On the evening we arrived, Derek suggested we meet at the canal district for pizza and we clackety-clacked down on the tram. The canals, of which only a few remain, go back all but a thousand years, once connecting the rivers and lakes of Lombardy, and were far more useful for transport than perilous roads. They shipped the great marble blocks for the Duomo down by canal.

Now lively and touristy, the Navigli has been awakened by restaurants and bars ...



... and we wandered along, over a bridge, veering away into the back streets, the sun now low, till we reached Deb's favorite - a large outdoor mozzarella pizza restaurant, with the soccer playing on a huge screen at one end.

That first night air was deceptive. Milan was hot and getting hotter, stone and concrete and treeless stone roads absorbing the beating sun, radiating it back into the creeping afternoon shade.



Bitumen footpaths, in Via Montenapoleone and other posh Vias, like Via Manzoni, were softening, dented by high heels and with little black ripples of summers past. But inside, things were uber cool.





It was the death of Alessandro Manzoni, writer, poet and unification patriot, that so aggrieved Verdi that in memoriam he wrote his Requiem which premiered (May 22 1874) one year after Manzoni's death in the Church of St Marco. Three days later the second performance was at La Scala.

                                                                  (Allessandro Manzoni portrait from Wikipedia)


Via Manzoni runs north from Piazza della Scala. Once known as the 'Road of the Gardens', which the rich and noble would favour for its closeness to the newly prestigious theatre and there live with magnificent internal gardens, it's a narrow road of closely opposed Neoclassical facades.



In search of the gardens, head for Museo Poldi Pezzoli, where, after never enough time with the collection, you may glimpse through a closed scrim a shady green sanctuary still in private hands.

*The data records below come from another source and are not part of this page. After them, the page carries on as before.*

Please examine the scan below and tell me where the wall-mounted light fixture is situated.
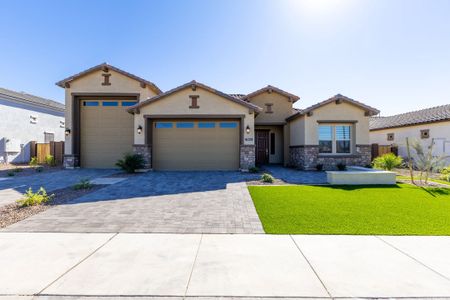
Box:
[245,125,250,134]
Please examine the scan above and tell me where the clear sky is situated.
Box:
[0,0,450,115]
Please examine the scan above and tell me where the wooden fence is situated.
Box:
[30,142,64,165]
[372,144,398,160]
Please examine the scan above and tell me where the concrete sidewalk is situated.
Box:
[0,232,450,300]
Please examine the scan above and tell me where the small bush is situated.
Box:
[116,153,145,173]
[28,156,38,167]
[372,153,403,171]
[261,173,275,183]
[248,167,259,173]
[44,154,56,166]
[73,179,92,190]
[336,163,347,171]
[17,187,54,206]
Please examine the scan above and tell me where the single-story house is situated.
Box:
[0,88,65,163]
[370,104,450,163]
[57,63,378,170]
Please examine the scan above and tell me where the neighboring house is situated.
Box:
[0,88,65,163]
[370,104,450,162]
[57,64,378,170]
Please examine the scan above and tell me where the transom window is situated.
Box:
[319,125,352,154]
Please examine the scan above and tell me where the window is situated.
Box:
[270,132,275,155]
[102,101,119,106]
[155,122,172,128]
[122,101,137,106]
[83,101,98,106]
[319,125,352,154]
[198,122,216,128]
[177,122,194,128]
[420,129,430,139]
[319,125,333,153]
[44,132,55,144]
[220,122,237,128]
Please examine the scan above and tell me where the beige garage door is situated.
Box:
[153,120,240,170]
[80,100,136,168]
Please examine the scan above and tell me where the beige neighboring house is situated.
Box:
[57,63,378,170]
[370,104,450,163]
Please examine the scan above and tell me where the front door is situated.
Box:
[255,130,269,165]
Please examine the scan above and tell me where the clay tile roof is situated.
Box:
[286,94,380,121]
[369,104,450,130]
[128,80,262,112]
[243,85,300,102]
[0,88,65,112]
[56,63,162,94]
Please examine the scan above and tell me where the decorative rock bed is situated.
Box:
[326,166,396,185]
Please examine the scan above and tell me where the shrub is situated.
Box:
[248,167,259,173]
[73,179,92,190]
[28,156,38,167]
[116,153,145,173]
[336,163,347,171]
[261,173,275,183]
[17,187,54,206]
[372,153,403,171]
[44,154,56,166]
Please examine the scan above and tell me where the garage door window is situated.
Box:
[155,122,172,128]
[122,101,137,106]
[220,122,237,128]
[102,101,119,106]
[177,122,194,128]
[198,122,216,128]
[83,101,98,106]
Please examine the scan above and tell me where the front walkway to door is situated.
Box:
[5,172,264,233]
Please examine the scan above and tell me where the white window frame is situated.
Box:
[317,123,356,156]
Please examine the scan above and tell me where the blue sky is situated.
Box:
[0,0,450,115]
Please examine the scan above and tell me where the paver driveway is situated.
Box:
[5,172,263,233]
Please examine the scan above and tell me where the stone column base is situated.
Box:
[63,154,80,169]
[239,145,256,171]
[133,144,152,169]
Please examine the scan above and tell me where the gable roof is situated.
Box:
[128,80,262,112]
[0,88,65,112]
[286,94,380,121]
[56,63,162,94]
[242,85,300,102]
[369,104,450,130]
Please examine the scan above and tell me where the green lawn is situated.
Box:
[249,184,450,235]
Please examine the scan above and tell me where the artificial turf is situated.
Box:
[249,184,450,235]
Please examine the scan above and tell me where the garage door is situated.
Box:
[153,120,239,170]
[80,100,136,168]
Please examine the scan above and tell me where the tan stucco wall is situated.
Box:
[134,87,254,145]
[65,70,156,154]
[370,121,450,163]
[250,92,292,124]
[290,102,370,146]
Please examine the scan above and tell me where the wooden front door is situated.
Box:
[255,130,269,165]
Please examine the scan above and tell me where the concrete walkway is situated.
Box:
[0,233,450,300]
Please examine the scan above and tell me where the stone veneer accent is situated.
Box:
[239,145,256,171]
[133,144,152,169]
[63,154,80,169]
[289,145,372,170]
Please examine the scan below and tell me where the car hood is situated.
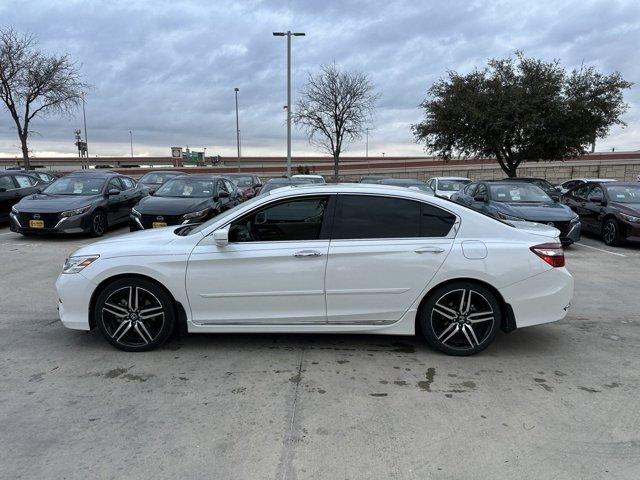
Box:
[136,196,213,215]
[609,202,640,217]
[493,202,575,222]
[16,193,104,213]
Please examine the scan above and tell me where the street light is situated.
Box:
[234,87,240,172]
[273,30,305,177]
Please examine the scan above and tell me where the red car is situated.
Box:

Or in the Brera district, behind Scala, whose little streets are becoming pedestrianised and flush with cafes and restaurants, there's a hint of green in the Piazzeta di Brera ...


... and a glimpse of Napoleon in the Palazzo Brera where students at the Pinacoteca huddle in the shade.


Pressed against the wall of Santa Maria della Grazie, people wait for their time slot for entry to see The Last Supper.



Old, really old, trams creep past, windows down and you wonder if time has stood still.



35 degrees was 35 felt like 45. If I'd been in Tokyo I'd have run up the umbrella, but this was fashion capital of the world, with fashion week about to begin, where the immaculately groomed men in suits and white shirts were lean, tanned, Italian man tanned (it's a colour all of its own) and completely at ease, and smoking. Gelataria couldn't scoop it up fast enough, coconut pieces were kept moist under chilled water on stands in the Piazza del Duomo,


 and the Galleria was a refuge for tourists to gawk at each other.


We had no sooner taken a table inside, with just a hint of air movement, planning water and coffee and rested feet, when J spotted us. We'd been drinking late at her hotel the night before, so lunch was on us. The porcini were fresh and divine. The risotto from god's kitchen. The bill from hell.

If we were getting weary, the Europeans were taking it in their stride. The spring had been cool and damp, and fashion week was fashion week and the sun was a blessing, as models and camera crews soaked it up in Piazza dell Scala (yes, there's trees there).



And several underground train stops away was 'Casa Verdi', the house that Verdi built (and where he is buried, with Guiseppina Strepponi; he died in the Grand Hotel di Milan in Via Manzoni) for retired singers and musicians who "had not been favoured by fortune, or who when they were young did not have the virtue of saving their money. Poor and dear companions of my life."



It is beautifully and lovingly portrayed in Il Bacio di Tosca.

But, but , but the real reason we were in Milan, was La Scala



whose spooky night doors would open four times for us.



* The new Brandenburg airport, years behind schedule and massively over budget, is slated to open this year. Rush to Tegel while you can. Along with Milanese trams, these wonderful working relics of times long gone won't last.